5. You must be able to see the details

In finance there is a received understanding that equates poor attention to details with sloppiness, and sloppiness with untrustworthiness. For example, if you make a mistake in analysing and explaining details of a financial product or investment people may question the accuracy of the final output. They will also question the facts the next time you give them details on a product. You need to be able to clearly see and explain the details so you can show that you know what you are talking about.

6. You need to be able to solve problems

The essence of business is to solve a problem so you need to show that you know how to do this without cracking under the pressure. All of us have had to solve some problem or another in our personal lives but the skill that will set you apart from most people is the ability to show that you responded to these challenges with resilience, responsibility and critical thought. If you can show that you also helped others solve their problems too even better, as you will be seen as a team player.

7. You need to have good IT skills

Very few office-based jobs, if any at all, get done without the help of some sort of IT hardware and software. In finance the most common and basic of programs is Microsoft Excel so if you can show that you are adept at using it, know the short cuts, functions and commands, and know how to use it to set up and interpret graphs, charts and tables, then you will be able to convince an employer that you can easily and quickly pick up other relevant programs essential to the role.
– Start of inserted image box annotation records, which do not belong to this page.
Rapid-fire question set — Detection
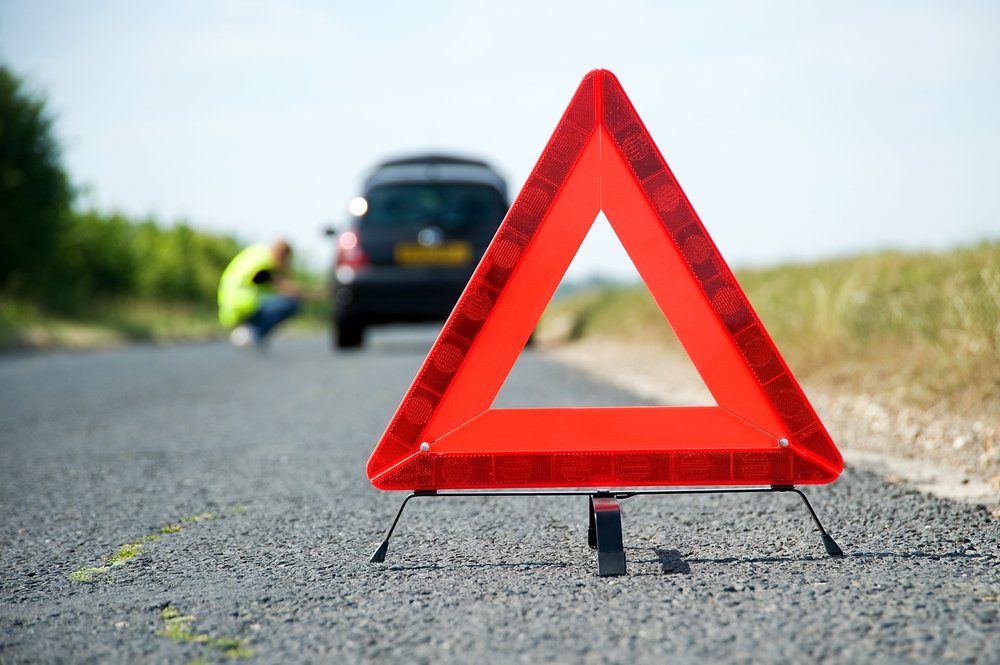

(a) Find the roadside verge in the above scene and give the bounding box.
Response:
[544,340,1000,518]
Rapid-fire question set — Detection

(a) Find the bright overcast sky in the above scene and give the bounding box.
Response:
[0,0,1000,276]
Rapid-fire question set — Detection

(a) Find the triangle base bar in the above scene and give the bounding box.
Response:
[369,485,844,577]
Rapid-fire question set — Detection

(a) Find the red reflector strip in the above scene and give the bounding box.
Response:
[373,449,839,490]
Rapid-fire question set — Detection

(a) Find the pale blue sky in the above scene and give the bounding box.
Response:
[0,0,1000,276]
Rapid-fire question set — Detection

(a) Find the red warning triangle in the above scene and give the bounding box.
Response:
[368,70,844,490]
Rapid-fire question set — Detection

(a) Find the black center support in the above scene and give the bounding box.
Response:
[587,492,625,577]
[371,485,844,576]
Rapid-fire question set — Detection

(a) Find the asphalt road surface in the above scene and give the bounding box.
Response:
[0,331,1000,664]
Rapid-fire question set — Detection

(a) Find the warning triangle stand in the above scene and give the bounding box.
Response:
[367,70,843,574]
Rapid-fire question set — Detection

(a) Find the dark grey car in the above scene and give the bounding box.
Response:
[333,155,509,348]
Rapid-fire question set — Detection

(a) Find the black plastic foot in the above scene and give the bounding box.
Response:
[368,538,389,563]
[590,495,626,577]
[821,533,844,556]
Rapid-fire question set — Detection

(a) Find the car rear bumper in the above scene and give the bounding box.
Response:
[333,268,472,323]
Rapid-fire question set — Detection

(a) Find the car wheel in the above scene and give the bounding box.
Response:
[334,319,365,349]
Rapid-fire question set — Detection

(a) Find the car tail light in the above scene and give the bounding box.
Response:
[334,231,368,268]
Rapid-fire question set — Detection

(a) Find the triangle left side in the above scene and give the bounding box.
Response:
[367,70,600,486]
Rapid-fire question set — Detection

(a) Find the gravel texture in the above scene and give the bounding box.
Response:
[0,331,1000,663]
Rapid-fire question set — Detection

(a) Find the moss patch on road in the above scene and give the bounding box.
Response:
[157,603,253,659]
[68,506,246,583]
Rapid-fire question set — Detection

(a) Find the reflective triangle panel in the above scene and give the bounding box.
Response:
[367,70,843,490]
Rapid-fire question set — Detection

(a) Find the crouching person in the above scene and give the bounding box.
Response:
[219,240,299,348]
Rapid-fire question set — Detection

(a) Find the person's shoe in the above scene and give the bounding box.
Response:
[229,326,257,349]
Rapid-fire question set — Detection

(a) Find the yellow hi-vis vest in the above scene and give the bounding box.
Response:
[219,244,277,326]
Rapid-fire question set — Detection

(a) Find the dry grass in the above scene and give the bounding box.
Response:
[540,241,1000,415]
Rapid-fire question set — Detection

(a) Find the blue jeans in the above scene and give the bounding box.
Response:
[244,296,299,341]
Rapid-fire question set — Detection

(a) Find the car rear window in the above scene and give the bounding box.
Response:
[363,183,507,229]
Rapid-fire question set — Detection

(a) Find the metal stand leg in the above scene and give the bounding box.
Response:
[368,491,436,563]
[771,485,844,556]
[370,485,844,577]
[588,494,625,577]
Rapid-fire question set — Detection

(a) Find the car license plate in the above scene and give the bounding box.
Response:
[395,241,472,266]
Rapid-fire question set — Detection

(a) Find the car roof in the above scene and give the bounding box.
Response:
[364,153,507,200]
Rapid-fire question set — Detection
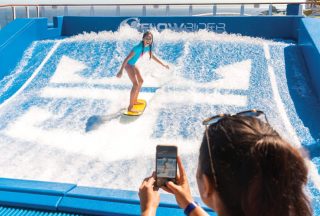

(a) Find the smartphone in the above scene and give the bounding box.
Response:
[156,145,178,187]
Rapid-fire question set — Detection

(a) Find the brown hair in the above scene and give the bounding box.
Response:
[142,31,153,59]
[199,116,312,216]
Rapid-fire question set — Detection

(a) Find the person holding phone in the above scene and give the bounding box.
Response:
[117,31,169,113]
[139,110,312,216]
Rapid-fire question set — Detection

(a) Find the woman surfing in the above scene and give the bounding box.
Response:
[117,31,169,113]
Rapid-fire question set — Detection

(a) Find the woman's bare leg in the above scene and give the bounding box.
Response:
[126,65,139,112]
[134,67,143,104]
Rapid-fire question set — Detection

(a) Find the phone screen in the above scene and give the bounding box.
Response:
[156,145,177,187]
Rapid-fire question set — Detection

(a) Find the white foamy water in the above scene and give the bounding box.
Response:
[0,27,317,197]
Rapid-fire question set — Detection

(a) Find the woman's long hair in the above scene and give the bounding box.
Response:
[199,116,312,216]
[141,31,153,59]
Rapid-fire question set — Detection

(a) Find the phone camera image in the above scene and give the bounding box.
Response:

8. You need to be able to show tenacity and good ethics

Certain principles are a must in finance. This is more so given the reputation attributed to those in the profession in the aftermath of recent financial scandals. You need to demonstrate honesty and integrity, and to show that you can conduct yourself with fairness, confidentiality and professionalism when dealing with both clients and colleagues. Showing that you are a hard worker and committed to doing a good job, will go a long way to setting you up for a successful career in the finance industry.

9. You need to be a forward-thinker

Are you a forward thinking person, able to see beyond the here and now? Your bosses will appreciate this as it shows you care about the long-term future of the company and are not just in it for what you can get in the short term. Such a skill will help you to be able to spot opportunities on behalf of clients (such as saving for a child’s education, creating a will or planning a pension) and help you to spot and create long-term business relationships.

If you can demonstrate all or most of these skills during your finance job interview, alongside the ability to work with numbers, then you are more likely to convince an employer that you are the best man or woman for the job.